The rain outside slowed, died. Cars whirred through the water in the street.
“It's my cheek ,” reminded the customer.
“Maybe your last ones touched you there,” said the second optician. “Your nosepiece was all worn down. These don't touch.”
“I feel it.”
“No, you don't. You're used to touching yourself there, putting your fingers in there,” said the second. “That's what I meant by habits.”
“You don't know,” said the customer quietly, with a Buddhist calm. “Now you got to give me my money back.”
“We'll see about that,” said the second optician grimly. He plucked the glasses from the customer's face.

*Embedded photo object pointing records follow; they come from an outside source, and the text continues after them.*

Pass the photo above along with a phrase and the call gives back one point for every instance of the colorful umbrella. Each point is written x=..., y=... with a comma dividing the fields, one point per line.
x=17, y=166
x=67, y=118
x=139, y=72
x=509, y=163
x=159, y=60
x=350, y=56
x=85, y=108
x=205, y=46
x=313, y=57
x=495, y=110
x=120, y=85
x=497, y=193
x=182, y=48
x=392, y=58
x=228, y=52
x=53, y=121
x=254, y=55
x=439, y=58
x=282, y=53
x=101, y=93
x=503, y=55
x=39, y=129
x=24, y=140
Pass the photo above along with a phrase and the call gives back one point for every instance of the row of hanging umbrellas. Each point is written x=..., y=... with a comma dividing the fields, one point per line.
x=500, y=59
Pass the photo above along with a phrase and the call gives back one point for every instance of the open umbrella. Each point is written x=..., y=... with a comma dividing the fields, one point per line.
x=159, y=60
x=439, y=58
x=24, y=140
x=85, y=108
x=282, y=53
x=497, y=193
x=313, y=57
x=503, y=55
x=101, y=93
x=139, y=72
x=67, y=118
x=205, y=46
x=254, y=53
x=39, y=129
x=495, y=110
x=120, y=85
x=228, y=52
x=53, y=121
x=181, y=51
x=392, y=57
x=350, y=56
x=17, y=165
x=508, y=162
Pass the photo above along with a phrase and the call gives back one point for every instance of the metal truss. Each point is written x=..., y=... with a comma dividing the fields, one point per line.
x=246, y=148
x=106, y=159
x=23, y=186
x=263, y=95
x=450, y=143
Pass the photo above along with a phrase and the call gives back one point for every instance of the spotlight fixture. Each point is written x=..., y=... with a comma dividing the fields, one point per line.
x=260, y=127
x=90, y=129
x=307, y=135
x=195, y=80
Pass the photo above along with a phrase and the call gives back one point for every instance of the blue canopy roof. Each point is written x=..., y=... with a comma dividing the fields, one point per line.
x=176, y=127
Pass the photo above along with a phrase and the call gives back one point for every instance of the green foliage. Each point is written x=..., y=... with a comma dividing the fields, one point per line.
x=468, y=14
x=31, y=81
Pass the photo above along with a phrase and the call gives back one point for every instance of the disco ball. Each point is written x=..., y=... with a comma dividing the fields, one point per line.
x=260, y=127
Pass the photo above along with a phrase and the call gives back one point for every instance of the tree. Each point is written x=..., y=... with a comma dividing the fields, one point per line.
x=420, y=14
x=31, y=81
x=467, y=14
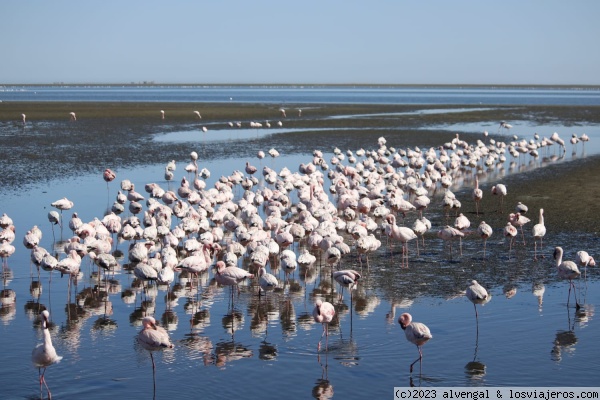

“This is getting silly,” said the first optician to the second. “Give him his money. Get him out of here.”
“I'll make him sit here all night if I have to,” said the second. “He's putting his fingers on them.”
“I got all the time in the world,” said the customer happily.
“Sit still,” said the second optician. He again dried the glasses with the chamois, and replaced them on the customer's face. “Keep your hands down.”
The customer sat, his hands on his knees, the chord of tension in his body stilled at some cost. The second optician leaned in close to the customer's face to inspect the juncture of nosepiece and nose.